28 août 2008

Lâche l'affaire

 

 

Bon, les Gens de l'Internet mondial - forts nombreux -, qui arrivent ici en cherchant les probabilités de gagner à l'Euromillion, j'vous rassure tout de suite :

 

vos probabilités sont nulles.

 

Franchement, ne dépensez pas un centime en jouant, envoyez directement vos chèques à Sauvez Séphora de la faillite en finançant Alinéa.

Parce que le ticket gagnant de demain, il est plié, bien rangé, dans mon soutien-gorge dans un endroit top secret que vous croyez quand même pas que je vais vous le révéler, non mais.

 

Ca fait un moment qu'on a un deal, Euromillion et moi.

 

Et demain, je réclame mon dû.

 

Là, il faut faire vite, on est à J-12 du premier paquet de copies, et à J-5 de retrouver A., dont nous suspectons légitimement qu'il puisse être envoyé par des instances supérieures pour me punir de fautes commises dans une vie antérieure. Lourdes, les fautes, parce que manifestement, j'ai pris lourd en matière de karma. Je devais probablement manger des bébés lapins nains à tous les repas et porter un jogging blanc taille basse pour aller acheter du pain.

 

***

 

Sinon, j'ai taillé tous mes crayons de couleur. Je pense que cette überinformation mérite sa place sur l'Internet Mondial. Vous êtes bouleversifiés, non, les Gens ?

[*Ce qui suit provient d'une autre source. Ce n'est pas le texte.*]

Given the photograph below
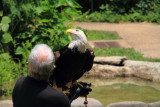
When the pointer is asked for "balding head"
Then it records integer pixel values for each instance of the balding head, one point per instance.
(41, 62)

Et du coup, je ne peux pas vous garantir qu'aucun crayon de couleur n'ait été maltraité durant la rédaction de cette note. Ce qui est fâcheux.

 

 

 

 

27 août 2008

La nota, please !

 

Note qui aurait toute sa place dans tous les guides de voyages, rapport au fait que dedans, il y a un guide de survie grave utile.

 

Bon, les Gens de l'Internet, ce qui est grave frais, à l'étranger, c'est que tu peux parler étranger.

C'est même conseillé.

Et moi, j'adore parler étranger.

Surtout avec George dans la langue de Britney-Oups-I-did-it-again

Ou bien l'étranger de Suisse ou de Belgique, parce que, bon, j'ai grave l'impression de trop bien maîtriser l'étranger, que si je voulais je pourrais presque avoir un diplôme et tout.

Mais ailleurs, il vaut mieux apprendre l'étranger vite.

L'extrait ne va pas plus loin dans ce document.